One of the first successful monetisation formulas was banking malware, where banking credentials were communicated back to cyber criminals. However the conversion of credentials into cash is not an easy one.
Ransomware was another step that made the process simpler − victims would wire money directly to the cybercriminals. However, ransomware is losing its effectiveness as more computer users become aware of the threat, and improve their security and backup procedures.
Cryptojacking has one main advantage over these two monetisation methods − if well designed, the mining process can run in the background without drawing attention to itself. In the best case, the user will be unaware that there is any extra processing going on. This makes it almost a “victimless crime” in the sense that the user may not be aware that there is a problem, as opposed to having a computer visibly disabled, losing precious documents, or having money stolen from bank accounts.
The downside for cybercriminals hoping to profit from cryptojacking is that many victims are needed to gain enough resources to make significant profits.
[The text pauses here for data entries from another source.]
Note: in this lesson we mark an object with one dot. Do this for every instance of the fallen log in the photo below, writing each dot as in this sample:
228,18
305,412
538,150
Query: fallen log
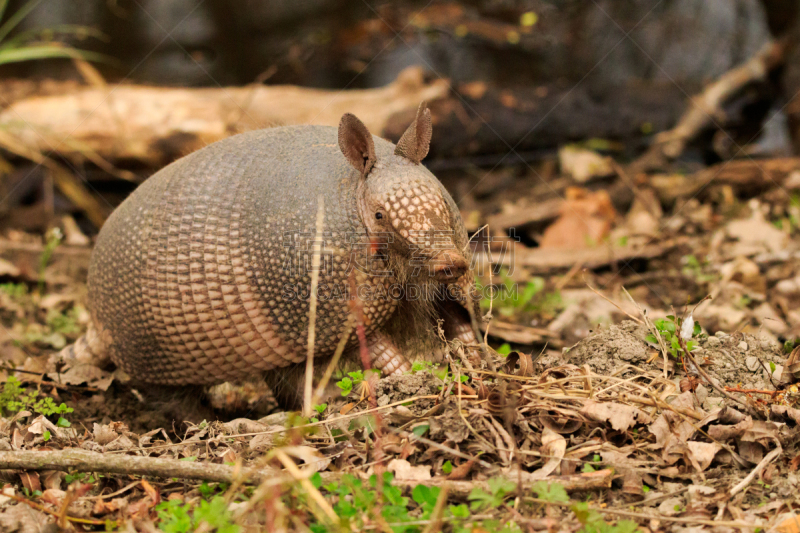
750,176
76,460
155,125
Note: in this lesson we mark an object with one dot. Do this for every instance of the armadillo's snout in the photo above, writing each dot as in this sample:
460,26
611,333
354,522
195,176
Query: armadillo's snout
448,266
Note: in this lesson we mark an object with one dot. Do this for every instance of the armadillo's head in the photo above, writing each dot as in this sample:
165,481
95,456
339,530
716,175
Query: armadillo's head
402,203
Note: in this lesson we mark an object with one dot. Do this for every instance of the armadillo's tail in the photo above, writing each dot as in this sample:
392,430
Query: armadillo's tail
89,348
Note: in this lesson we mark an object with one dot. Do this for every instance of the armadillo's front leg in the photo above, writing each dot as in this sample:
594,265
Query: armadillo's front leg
457,323
385,356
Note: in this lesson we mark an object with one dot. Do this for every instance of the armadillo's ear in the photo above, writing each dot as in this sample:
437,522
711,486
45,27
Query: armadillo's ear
356,143
416,141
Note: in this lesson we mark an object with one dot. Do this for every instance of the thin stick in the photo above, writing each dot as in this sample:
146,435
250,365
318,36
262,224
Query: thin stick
771,456
315,495
312,311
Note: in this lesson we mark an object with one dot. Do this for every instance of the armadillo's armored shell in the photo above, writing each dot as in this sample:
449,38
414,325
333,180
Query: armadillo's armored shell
199,276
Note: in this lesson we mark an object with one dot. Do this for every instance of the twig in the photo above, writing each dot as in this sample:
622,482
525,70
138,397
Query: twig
771,456
752,412
76,460
42,508
576,482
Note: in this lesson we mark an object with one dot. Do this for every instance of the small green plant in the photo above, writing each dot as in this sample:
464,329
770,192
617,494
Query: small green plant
180,517
697,270
54,237
16,291
499,488
39,44
63,323
551,492
447,467
592,521
352,379
358,503
15,398
421,366
667,328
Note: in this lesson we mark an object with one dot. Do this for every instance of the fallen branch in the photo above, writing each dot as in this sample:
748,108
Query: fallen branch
75,460
154,125
540,261
706,107
572,483
771,456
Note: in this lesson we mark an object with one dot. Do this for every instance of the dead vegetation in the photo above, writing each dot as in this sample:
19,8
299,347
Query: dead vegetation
641,369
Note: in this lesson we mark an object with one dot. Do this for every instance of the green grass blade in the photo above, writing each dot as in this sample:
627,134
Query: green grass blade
3,6
17,17
31,53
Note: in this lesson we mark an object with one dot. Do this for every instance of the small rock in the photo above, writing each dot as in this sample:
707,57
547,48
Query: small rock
671,507
701,393
701,489
714,402
788,287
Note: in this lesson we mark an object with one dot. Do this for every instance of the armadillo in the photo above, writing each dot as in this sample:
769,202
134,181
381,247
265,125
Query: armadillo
203,274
Ultimately, that will be the factor that decides whether cryptojacking will continue as an attack vector, or whether its popularity will wane as new techniques are found, and the malware evolution continues.
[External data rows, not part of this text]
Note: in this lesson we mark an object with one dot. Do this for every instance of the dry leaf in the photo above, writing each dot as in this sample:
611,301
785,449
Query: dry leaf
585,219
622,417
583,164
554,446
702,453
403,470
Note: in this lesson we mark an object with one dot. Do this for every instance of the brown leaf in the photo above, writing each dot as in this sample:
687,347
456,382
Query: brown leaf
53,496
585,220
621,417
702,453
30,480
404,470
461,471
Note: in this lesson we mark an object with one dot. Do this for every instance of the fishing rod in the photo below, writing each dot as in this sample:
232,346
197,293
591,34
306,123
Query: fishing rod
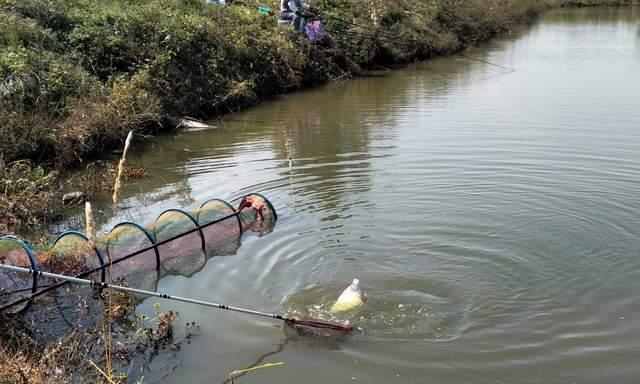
136,253
287,319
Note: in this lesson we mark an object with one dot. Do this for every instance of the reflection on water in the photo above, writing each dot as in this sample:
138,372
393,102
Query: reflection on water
492,216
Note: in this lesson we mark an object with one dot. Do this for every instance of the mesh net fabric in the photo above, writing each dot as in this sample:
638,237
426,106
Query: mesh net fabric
71,306
140,270
184,255
223,237
177,243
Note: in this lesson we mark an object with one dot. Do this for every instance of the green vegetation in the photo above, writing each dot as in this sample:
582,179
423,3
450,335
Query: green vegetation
77,75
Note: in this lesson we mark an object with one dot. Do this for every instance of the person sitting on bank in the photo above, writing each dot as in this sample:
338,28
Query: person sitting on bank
292,11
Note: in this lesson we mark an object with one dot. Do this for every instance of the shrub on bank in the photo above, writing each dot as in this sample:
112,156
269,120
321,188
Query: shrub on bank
77,74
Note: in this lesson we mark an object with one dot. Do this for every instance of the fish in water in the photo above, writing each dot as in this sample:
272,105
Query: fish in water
352,297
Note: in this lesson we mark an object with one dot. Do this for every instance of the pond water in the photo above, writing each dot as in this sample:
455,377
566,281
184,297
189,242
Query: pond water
491,213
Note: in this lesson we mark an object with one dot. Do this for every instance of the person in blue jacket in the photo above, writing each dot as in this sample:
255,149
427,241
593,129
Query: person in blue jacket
291,11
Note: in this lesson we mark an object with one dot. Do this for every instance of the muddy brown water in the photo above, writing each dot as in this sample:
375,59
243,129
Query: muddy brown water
492,215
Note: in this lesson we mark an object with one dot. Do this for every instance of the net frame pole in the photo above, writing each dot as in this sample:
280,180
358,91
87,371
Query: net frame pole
104,285
127,257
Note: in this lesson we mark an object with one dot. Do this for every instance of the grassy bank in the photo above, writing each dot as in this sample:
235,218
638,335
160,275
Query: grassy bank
77,75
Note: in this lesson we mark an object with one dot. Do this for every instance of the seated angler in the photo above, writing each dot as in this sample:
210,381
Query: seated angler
291,12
How should organisations tackle new and evolving forms of attack like cryptojacking?
Deciding on the right approach to cyber security is essentially a risk management process.
Organisations need to conduct detailed reviews covering the assets that may be at risk, the protection mechanisms in place, and the potential damage to the company should those assets be stolen or destroyed. Assets may be information-based (files, credentials or databases) or, as more devices such as video cameras and physical security access systems become connected to the corporate network, physical property.
The damage to firms in the event of an attack may be difficult to assess. Monetary losses from paying off ransomware attacks are easy to determine, but things like document loss, related recovery costs, reputational damage and legal liabilities caused by loss of customer data are harder to quantify.
Cryptojacking losses are likewise tough to put a finger on. Servers which are mining in the background will have reduced resources for dealing with real work, affecting business productivity. Customer experience on public-facing servers can also be degraded.
These losses, whilst difficult to value, can be substantial and it becomes more important than ever to put in place a complete security solution covering all parts of an organisation’s network, from the access to the cloud. This solution should not only protect against attacks, but also continually monitor the security “health” of the network to identify potential weak points, and pinpoint and deal with breaches before real damage is done.